Aktuelles

Albrecht & Partner | DATEV | Bundesfinanzministerium

02.01.2012

1 %-Regelung

Der Bundesfinanzhof hat aktuell entschieden, dass die 1 %-Regelung nicht anwendbar ist, wenn der Arbeitnehmer ein betriebliches Fahrzeug lediglich für betriebliche Zwecke sowie für die Fahrten zwischen Wohnung und Arbeitsstätte nutzt.

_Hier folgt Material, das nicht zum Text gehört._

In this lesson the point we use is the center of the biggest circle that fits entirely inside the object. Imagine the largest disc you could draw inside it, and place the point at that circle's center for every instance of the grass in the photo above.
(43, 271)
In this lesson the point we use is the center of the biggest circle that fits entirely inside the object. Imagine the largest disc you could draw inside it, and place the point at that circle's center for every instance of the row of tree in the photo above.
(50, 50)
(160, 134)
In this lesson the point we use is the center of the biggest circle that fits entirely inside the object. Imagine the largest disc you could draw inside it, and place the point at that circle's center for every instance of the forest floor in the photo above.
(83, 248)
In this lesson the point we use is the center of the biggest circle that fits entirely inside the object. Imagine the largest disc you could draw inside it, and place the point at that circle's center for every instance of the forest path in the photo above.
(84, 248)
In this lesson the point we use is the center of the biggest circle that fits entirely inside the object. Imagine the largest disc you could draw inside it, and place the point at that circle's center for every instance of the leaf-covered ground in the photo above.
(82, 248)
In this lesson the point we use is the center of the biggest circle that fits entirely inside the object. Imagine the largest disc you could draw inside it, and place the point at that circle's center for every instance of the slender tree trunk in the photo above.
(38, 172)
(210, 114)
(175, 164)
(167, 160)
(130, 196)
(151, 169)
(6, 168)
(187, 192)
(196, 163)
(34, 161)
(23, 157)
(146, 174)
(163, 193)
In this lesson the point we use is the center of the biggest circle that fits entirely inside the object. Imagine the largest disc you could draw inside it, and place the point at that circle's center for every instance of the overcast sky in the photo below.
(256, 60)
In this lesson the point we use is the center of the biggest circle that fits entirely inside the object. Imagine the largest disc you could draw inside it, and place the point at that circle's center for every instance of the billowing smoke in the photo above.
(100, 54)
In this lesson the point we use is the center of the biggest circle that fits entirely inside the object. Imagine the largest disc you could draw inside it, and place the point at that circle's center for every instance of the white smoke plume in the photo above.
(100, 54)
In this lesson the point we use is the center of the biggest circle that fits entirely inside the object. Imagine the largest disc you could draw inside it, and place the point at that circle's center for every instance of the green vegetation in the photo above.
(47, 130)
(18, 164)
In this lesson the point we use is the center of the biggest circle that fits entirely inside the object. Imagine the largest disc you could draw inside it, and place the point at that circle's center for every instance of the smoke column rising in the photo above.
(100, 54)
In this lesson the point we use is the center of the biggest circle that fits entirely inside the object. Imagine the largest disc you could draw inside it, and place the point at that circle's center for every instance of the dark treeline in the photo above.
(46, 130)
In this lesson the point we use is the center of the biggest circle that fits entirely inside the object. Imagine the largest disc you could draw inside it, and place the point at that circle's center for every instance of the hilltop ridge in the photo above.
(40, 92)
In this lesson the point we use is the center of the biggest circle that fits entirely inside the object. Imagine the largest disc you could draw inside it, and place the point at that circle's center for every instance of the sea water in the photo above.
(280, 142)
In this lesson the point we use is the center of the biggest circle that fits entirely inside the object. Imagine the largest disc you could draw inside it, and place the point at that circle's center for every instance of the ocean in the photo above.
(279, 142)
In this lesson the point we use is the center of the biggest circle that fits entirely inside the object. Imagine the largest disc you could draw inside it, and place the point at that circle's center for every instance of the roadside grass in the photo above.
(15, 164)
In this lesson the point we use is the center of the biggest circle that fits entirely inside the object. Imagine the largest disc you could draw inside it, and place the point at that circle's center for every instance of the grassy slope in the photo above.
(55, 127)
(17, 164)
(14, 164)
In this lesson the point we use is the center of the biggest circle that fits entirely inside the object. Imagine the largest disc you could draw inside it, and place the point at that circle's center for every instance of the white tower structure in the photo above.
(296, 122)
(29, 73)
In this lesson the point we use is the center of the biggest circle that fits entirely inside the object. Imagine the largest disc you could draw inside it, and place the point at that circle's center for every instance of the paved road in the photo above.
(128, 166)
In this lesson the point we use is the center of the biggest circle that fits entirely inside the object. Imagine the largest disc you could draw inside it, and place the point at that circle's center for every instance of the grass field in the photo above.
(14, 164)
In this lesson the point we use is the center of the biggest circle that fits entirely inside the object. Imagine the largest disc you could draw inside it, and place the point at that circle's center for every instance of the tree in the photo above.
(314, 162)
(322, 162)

Überlässt der Arbeitgeber dem Arbeitnehmer unentgeltlich oder verbilligt einen Dienstwagen auch zur privaten Nutzung, führt dies zu einem steuerbaren Nutzungsvorteil des Arbeitnehmers der als Arbeitslohn zu erfassen ist. Der Vorteil ist entweder anhand des Fahrtenbuchs oder, wenn ein Fahrtenbuch nicht geführt wird, nach der 1 %-Regelung zu bewerten.

 

Im Urteilsfall standen dem Verkäufer eines Autohaus Firmenwagen für Probe- und Vorführfahrten zur Verfügung. Darüber hinaus durfte er diese Wagen auch für die Fahrten zwischen Wohnung und Arbeitsstätte nutzen. Ein Fahrtenbuch führte er nicht. Das Finanzamt ging deshalb davon aus, dass die 1 %-Regelung anzuwenden sei.

 

Der Bundesfinanzhof hat jedoch anders entschieden: Die Nutzung eines Fahrzeugs für die Fahrten zwischen Wohnung und Arbeitsstätte ist keine private Nutzung, denn der Gesetzgeber hat diese Fahrten in § 9 Abs. 1 Satz 3 Nr. 4 EStG und § 4 Abs. 5 Satz 1 Nr. 6 EStG der Erwerbssphäre zugeordnet.  Die 1 %-Regelung ist erst anzuwenden, wenn dem Steuerpflichtigen Fahrzeuge darüber hinaus zu privaten Zwecken überlassen werden.

Das Finanzgericht  muss dies im konkreten Fall nun noch prüfen.